After Bristol-Myers Squibb (NYSE:BMY) claimed Merck & Co.'s (NYSE:MRK) cancer-fighting Keytruda infringed upon patents protecting Opdivo, Merck & Co. has agreed to pay Bristol-Myers Squibb $625 million up-front, plus future royalties, in exchange for a non-exclusive license to Opdivo's intellectual property. Does this deal make Bristol-Myers Squibb shares a buy?

In this clip from The Motley Fool's Industry Focus: Healthcare podcast, analyst Kristine Harjes sits down with Todd Campbell to discuss what was behind the deal, and how big the royalty payments may be.

A full transcript follows the video.

This podcast was recorded on Jan. 25, 2017.

Kristine Harjes: Let's kick it off with Merck, and also Bristol-Myers.

Todd Campbell: Some very interesting news here this week, Kristine. Wouldn't you like to be able to add nine figures in revenue with just the stroke of a pen?

Harjes: Yeah, that would be nice. My bank account would love it.

Campbell: That's essentially what's happened here with Bristol-Myers and Merck. Essentially, these two companies have settled a patent dispute, Bristol-Myers coming out on top. Merck has now agreed to give them a pile of money up front to make up for royalties that they hadn't been paying for infringing on the patent. And, according to the settlement, Merck is going to give Bristol-Myers a healthy 6.5% dividend from here until 2023, and then another 2.5% from 2024 to 2026.

Harjes: And that's specifically on one drug named Opdivo and Keytruda.

Campbell: Yes. Both these drugs work in the same way, they target a protein called the PD-1, which is expressed on T-cells, in which cancer cells sneakily use to evade the immune system's detection.

Harjes: Right. This is a completely novel way of treating cancer, which is why you have Bristol-Myers saying here, "Hey, wait, you have infringed upon the patent that we have." So this will effectually end all of the patent infringement litigation against Merck's Keytruda, and as you mentioned, Bristol will get a whole pile of money to make up for the past, and then they'll get royalties going forwards. The payments will actually be split 75% to Bristol-Myers and 25% to a company called Ono Pharmaceutical, it's a Japanese partner on the drug. This is still a very hefty sum for Bristol-Myers.

Campbell: Right. They're getting $625 million right up front. Merry Christmas; here's $625 million! Then, if you look at the potential market opportunity for these checkpoint inhibitors, these PD-1 drugs, it's tremendous, it's huge. These are billions and billions dollar drugs. Just out of the gate, assuming no additional growth on Keytruda, you'd be looking at right around $100 million in royalties stream heading toward Bristol.

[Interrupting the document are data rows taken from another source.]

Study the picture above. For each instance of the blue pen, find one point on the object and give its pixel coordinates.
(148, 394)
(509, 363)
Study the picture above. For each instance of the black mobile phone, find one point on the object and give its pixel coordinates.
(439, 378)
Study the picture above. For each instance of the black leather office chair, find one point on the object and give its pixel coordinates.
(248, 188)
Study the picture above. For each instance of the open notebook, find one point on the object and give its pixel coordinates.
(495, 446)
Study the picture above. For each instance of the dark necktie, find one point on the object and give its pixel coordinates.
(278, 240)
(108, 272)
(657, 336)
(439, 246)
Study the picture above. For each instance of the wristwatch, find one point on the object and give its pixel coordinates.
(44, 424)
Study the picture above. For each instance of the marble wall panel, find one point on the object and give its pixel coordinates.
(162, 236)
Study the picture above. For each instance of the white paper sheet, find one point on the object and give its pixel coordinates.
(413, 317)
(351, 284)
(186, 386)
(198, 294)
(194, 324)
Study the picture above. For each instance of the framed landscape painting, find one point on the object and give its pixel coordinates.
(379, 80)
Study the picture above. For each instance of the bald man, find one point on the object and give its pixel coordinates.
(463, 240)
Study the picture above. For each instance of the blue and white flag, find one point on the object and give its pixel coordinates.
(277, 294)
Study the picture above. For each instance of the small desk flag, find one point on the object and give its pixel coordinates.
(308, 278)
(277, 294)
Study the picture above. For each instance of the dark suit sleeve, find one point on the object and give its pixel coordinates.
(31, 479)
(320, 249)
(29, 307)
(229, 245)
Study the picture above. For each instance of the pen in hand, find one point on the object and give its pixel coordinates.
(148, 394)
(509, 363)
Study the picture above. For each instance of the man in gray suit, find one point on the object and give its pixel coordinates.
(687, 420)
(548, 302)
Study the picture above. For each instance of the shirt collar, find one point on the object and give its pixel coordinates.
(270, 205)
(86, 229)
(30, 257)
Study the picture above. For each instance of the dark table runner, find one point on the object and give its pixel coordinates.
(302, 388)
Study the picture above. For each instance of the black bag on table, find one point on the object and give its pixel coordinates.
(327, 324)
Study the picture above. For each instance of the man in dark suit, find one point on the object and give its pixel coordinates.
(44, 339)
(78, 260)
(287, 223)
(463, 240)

Harjes: Right, so this is huge news. Most likely, the drug will continue to expand, making it even bigger and bigger news going forward. And that 6.5% royalty will last all the way through the end of 2023.

Campbell: Right. You just mentioned to the ability to expand. A lot of cancers use this PD-1 to escape detection. What they're finding is, as they do more and more trials in different types of cancer, that these drugs are very effective, very high response rates in patients. This was especially interesting, to see them come to this agreement, because in the last year or so, both drugs, Opdivo and Keytruda, they've diverged in what's happened in their clinical trials, with Merck having a lot of success and Bristol-Myers mostly, in my view, because of the way they designed their trials, having less success, especially in lung cancer.

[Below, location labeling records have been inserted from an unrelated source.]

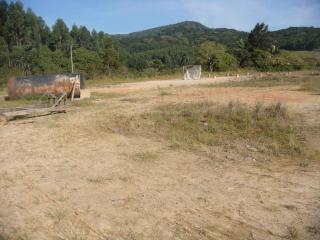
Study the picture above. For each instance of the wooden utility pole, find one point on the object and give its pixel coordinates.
(71, 58)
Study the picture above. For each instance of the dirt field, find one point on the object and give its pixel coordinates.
(66, 177)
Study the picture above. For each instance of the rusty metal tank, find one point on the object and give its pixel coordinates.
(19, 87)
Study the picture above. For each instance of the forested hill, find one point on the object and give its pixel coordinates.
(191, 33)
(28, 46)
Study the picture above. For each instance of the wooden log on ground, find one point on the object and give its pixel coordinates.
(31, 113)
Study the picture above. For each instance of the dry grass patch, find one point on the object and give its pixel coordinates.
(193, 126)
(269, 128)
(310, 82)
(146, 156)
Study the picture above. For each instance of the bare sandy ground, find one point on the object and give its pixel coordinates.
(59, 179)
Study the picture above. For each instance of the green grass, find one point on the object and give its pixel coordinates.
(269, 128)
(308, 82)
(193, 126)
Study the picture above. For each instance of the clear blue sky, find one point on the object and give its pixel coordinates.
(124, 16)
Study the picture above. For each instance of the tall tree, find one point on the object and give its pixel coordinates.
(60, 36)
(259, 37)
(109, 54)
(14, 26)
(3, 15)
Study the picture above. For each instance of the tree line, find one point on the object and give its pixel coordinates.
(28, 46)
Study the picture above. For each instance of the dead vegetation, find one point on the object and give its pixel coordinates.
(307, 82)
(198, 125)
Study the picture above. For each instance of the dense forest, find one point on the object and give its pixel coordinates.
(29, 46)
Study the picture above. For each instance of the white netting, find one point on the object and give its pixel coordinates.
(192, 72)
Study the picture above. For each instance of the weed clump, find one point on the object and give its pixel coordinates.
(205, 124)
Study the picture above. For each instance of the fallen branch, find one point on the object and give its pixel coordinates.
(31, 113)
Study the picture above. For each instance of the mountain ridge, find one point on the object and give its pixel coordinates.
(192, 32)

Harjes: Right. This is something we have talked about on a previous episode of Industry Focus, so our long-time listeners will hopefully remember. It basically had to do, as you mentioned, with the trial design, where Opdivo failed its trail in which it was looking at pretty much all levels of PD-1 expression 5% or above as opposed to, when they did the Keytruda study, it was 50% PD-1 expression and above. Of course, it's a drug that works on PD-1, so if you're targeting patients that have a higher expression of it, you're tilting the odds in your favor.

Campbell: Yeah, it's almost like Merck went the safe route, and Bristol-Myers tried to jump the shark.

Harjes: Right, and it backfired.

Campbell: By going the safe route, Merck was able to nab an FDA approval for the use of Keytruda in the first line setting for high-expressing PDL patients. What's really interesting is that they also have recently filed for first line use of Keytruda plus chemotherapy in patients who don't express PD-1, after seeing some pretty solid trials. So, if Bristol-Myers had either designed the trials so that was only high-expressing patients initially, or had combined it with chemotherapy, who knows if Keytruda would have the advantage in lung cancer heading into 2017 versus Opdivo. Obviously, I think that probably made Bristol-Myers a bit more willing to agree to that royalty stream, because they looked at it and said, "Well, if we can't get the first line, and the first line could be worth up to $1 billion, at least maybe we can share in some of Keytruda's success."

Harjes: Absolutely. It is not a bad consolation prize.

Campbell: No, and it's all high-margin money. They're not actually producing anything, they already produced the IP for it.